Feb. 24 2014 02:20 PM
Marina from New York

Again, an excessive reaction. It isn't the speed; it is the awful driving habits and ridiculous penalties for such accidents. Killing someone using a car is vehicular manslaughter and should be treated as such with the maximum penalties involved including revoking the license.It is a different thing if a car/driver has a real problem and somehow jumps a curb; all the circumstances need to be taken into consideration. But killing someone in a crosswalk where pedestrians have THE RIGHT OF WAY is inexcusable. And by the way, how about fining people who cross the street while texting (hence their heads are buried in the screen) or talking on their phones (hence their attention is totally distracted?) Drivers are not allowed to talk on handheld devices while they drive; pedestrians should have tickets for talking while walking on road pavements.I am both a driver and a pedestrian. It drives me crazy how New Yorkers play chicken with a lethal weapon and likewise, how bad drivers play Road Kill with vulnerable people. Co-existence is the mantra of city life; lowering an already very reasonable speed limit is absurd. How about enforcement of an already existing norm?

Feb. 24 2014 12:56 PM
Tina from East Harlem.

So true. I just wrote his office yesterday saying the plan isn't tough enough. Not only should these licenses be revoked and the drivers taken to court, 18 wheelers should not be allowed in the City. As if I was being heard, soon as I walked outside, an 18 wheeler was seen trying to turn right onto 117th St from Lexington--a near impossibility that took 10 minutes! Why on earth is this legal? These trucks kill our children as our streets were not designed for them. I've got photos of this absurd attempt last night.

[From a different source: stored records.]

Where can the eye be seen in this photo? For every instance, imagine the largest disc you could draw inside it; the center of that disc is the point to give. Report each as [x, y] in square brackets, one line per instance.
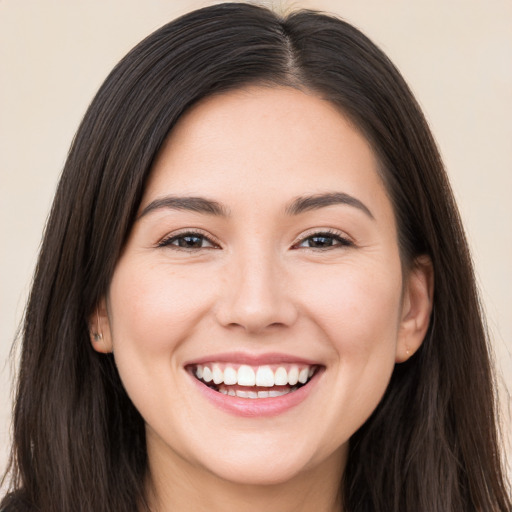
[188, 241]
[323, 240]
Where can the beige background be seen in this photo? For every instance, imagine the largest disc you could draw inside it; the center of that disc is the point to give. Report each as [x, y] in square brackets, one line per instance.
[456, 55]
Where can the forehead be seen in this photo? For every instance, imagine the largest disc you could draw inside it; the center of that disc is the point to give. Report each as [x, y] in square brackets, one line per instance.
[265, 143]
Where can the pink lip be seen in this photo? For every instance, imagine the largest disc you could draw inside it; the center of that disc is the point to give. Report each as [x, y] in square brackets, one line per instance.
[258, 407]
[252, 359]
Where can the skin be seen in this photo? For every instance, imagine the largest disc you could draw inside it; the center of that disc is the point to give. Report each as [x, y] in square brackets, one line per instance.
[260, 287]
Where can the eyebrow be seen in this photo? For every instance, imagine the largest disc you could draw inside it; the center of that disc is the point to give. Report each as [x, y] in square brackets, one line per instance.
[317, 201]
[193, 204]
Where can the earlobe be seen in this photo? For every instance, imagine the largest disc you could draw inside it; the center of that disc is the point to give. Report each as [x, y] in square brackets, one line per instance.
[416, 308]
[99, 329]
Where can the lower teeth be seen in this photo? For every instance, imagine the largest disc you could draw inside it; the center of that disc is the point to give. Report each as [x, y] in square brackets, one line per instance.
[256, 394]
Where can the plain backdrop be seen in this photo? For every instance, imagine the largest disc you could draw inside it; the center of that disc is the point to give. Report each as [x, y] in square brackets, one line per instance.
[456, 56]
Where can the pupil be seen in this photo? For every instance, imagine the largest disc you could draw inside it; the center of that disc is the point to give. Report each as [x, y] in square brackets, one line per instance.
[190, 241]
[321, 241]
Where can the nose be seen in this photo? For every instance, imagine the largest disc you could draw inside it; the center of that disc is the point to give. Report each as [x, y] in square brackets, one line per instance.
[256, 295]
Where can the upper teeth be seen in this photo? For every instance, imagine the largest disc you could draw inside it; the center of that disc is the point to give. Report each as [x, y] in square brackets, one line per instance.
[246, 375]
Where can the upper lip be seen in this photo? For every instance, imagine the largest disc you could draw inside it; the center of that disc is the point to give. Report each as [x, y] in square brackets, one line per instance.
[252, 359]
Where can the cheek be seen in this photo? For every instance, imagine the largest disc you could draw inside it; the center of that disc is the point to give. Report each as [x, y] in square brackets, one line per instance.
[156, 306]
[357, 306]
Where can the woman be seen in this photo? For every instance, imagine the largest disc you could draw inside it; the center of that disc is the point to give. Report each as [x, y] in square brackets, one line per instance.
[254, 289]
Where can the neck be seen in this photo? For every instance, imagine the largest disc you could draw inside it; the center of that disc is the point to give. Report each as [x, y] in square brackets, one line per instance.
[177, 486]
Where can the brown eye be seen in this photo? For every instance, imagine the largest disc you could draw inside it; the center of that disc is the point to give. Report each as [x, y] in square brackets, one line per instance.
[189, 241]
[324, 241]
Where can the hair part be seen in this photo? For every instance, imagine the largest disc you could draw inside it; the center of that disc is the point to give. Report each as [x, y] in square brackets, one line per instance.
[423, 449]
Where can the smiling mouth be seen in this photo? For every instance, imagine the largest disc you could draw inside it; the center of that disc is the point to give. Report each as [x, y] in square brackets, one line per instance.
[253, 382]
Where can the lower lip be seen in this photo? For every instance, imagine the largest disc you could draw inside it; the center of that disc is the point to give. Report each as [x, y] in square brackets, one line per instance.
[257, 407]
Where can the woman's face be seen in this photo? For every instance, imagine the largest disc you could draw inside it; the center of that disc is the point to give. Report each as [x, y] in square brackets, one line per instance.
[264, 256]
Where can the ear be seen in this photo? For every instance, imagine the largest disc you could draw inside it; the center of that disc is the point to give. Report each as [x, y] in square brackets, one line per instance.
[99, 328]
[416, 308]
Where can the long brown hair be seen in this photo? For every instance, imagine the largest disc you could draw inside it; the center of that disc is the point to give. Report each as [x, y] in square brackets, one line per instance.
[79, 443]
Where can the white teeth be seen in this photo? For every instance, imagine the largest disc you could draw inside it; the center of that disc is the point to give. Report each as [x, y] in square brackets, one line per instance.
[265, 376]
[303, 376]
[230, 376]
[262, 376]
[293, 376]
[207, 374]
[274, 393]
[246, 376]
[281, 377]
[218, 374]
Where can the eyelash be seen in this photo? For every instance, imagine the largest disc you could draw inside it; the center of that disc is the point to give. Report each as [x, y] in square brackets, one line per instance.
[168, 241]
[329, 234]
[325, 234]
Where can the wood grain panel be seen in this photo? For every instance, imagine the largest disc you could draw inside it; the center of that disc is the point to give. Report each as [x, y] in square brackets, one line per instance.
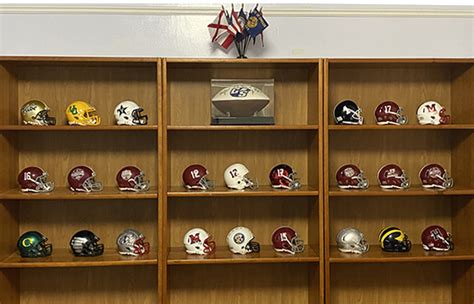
[238, 284]
[407, 84]
[89, 285]
[189, 90]
[103, 86]
[410, 151]
[216, 151]
[219, 215]
[105, 152]
[371, 214]
[8, 96]
[417, 283]
[60, 220]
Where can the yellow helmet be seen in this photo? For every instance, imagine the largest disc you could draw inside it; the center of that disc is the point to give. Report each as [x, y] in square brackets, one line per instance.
[82, 113]
[35, 112]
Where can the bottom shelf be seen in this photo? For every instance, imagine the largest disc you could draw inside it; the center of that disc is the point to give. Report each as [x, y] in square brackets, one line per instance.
[236, 284]
[178, 256]
[393, 283]
[416, 254]
[80, 285]
[62, 257]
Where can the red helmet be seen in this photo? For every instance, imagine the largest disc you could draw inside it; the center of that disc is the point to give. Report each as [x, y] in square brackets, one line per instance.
[389, 113]
[194, 177]
[436, 238]
[34, 179]
[391, 176]
[131, 178]
[82, 179]
[351, 177]
[285, 239]
[433, 176]
[282, 176]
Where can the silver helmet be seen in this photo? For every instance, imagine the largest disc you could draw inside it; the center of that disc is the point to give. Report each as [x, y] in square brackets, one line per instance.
[351, 240]
[131, 242]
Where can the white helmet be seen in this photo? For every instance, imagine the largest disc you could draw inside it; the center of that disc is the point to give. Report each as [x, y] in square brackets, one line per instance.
[351, 240]
[235, 177]
[131, 242]
[240, 240]
[198, 241]
[128, 113]
[432, 113]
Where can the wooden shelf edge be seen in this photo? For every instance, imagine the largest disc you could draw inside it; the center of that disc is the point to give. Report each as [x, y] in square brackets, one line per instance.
[63, 193]
[177, 256]
[62, 258]
[178, 191]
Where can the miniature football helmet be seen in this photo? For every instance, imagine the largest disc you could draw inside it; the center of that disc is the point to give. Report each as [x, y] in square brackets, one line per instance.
[434, 176]
[391, 176]
[432, 113]
[195, 177]
[132, 242]
[82, 179]
[282, 176]
[392, 239]
[85, 243]
[82, 113]
[436, 238]
[130, 178]
[129, 113]
[389, 113]
[240, 240]
[34, 179]
[32, 244]
[347, 112]
[35, 112]
[351, 240]
[198, 241]
[285, 239]
[240, 100]
[236, 176]
[351, 177]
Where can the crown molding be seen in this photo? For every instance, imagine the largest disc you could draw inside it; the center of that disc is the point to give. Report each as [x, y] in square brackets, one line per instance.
[290, 10]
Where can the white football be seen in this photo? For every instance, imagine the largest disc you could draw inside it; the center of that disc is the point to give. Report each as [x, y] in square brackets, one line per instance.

So glad WNYC is reporting on this.

Feb. 24 2014 11:21 AM

Vision Zero is smoke and mirrors. The only way to make our streets safe is to make it illegal to kill with a car/truck/bus/whatever. Send a message that killer drivers will be charged with a crime and sent to jail along with license revocation. But it will never happen because politicians aren't really interested in safety. There's too much money to be made from crashes. Some people go to work depending on crashes. And the State and City get a cut from their income via taxes.